Sunday, September 3, 2023

Small Changes = Big Results, Not all Vegans are Healthy, and Meat is Meat

Holistic Habits by Cheryl A. Mothes, Ph.D. Natural Health Nutrition Counselor

Content is a daily radio script from my KHIS radio spot - tune in at 6:15 (CST) every morning to Justin and Meredith’s morning show on 89.9 FM. 

The #1 risk for death is our diet, associated with more deaths than any other risk factor––responsible for us losing our parents, siblings, spouses, and friends, because of what they ate and the resulting cardiovascular disease. This is the exciting thing about plant-based diets, which lower the risk of developing cardiovascular disease and risk of dying from it - and in fact, lower the risk of dying from all causes put together. Increasing our intake of plant foods and reducing the intake of animal foods is the key to life longer and stronger – and even more exciting is that small changes make a big improvement! Replacing just 3 percent of animal protein with plant protein resulted in a 10 percent lower overall mortality.

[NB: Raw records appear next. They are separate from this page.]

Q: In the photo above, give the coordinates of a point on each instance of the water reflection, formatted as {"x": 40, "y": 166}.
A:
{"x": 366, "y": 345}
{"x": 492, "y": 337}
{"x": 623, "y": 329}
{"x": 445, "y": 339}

It is Meatless Monday and one meatless day a week is about 15% less meat and a great place to start! 

It's Transition Tuesday and a fantastic resource for transitioning to a healthier lifestyle is a website called "Running on Real Food"  It’s so much fun to exploit the author’s site and there are many recipes and tips.  There is also a “How to Transition to a Plant-based Diet” guide that’s excellent.  Have a terrific Tuesday everyone! 

Healthy plant-based diets are associated with a lower risk of all-cause mortality. Increasing consumption of plant foods, while decreasing intake of animal foods does not mean drinking cola and eating Oreos – yes, they are plant-based! Simply avoiding animal products is not enough – the best diet is one made of whole foods that are plant-based, where nothing has been added and nothing has been taken away. In an eight-week whole food plant-based program in which two dozen who were already eating vegetarian, or vegan moved to whole foods, there was significant weight loss and reductions in cholesterol – like dropping ten pounds and 15 cholesterol points. On this wonderful Wednesday, plantify your plates with whole foods! 

Researchers separately scored the quality of different animal foods in an animal-based Diet Quality Index. For example, if you consider processed meats and red meats as unhealthy animal foods, but fish, seafood, dairy, and poultry as healthy animal foods, they found no association for the quality of animal foods––meaning they seemed just as bad in terms of cancer mortality, heart disease mortality, and death from all causes combined.  Remember, the #1 risk to our health is the Standard American Diet, most importantly the amount of cardiovascular disease it causes. You can live longer, stronger, and better by replacing animal foods with real foods that are plants – beans, nuts, seeds, vegetables, grains, and fruits! 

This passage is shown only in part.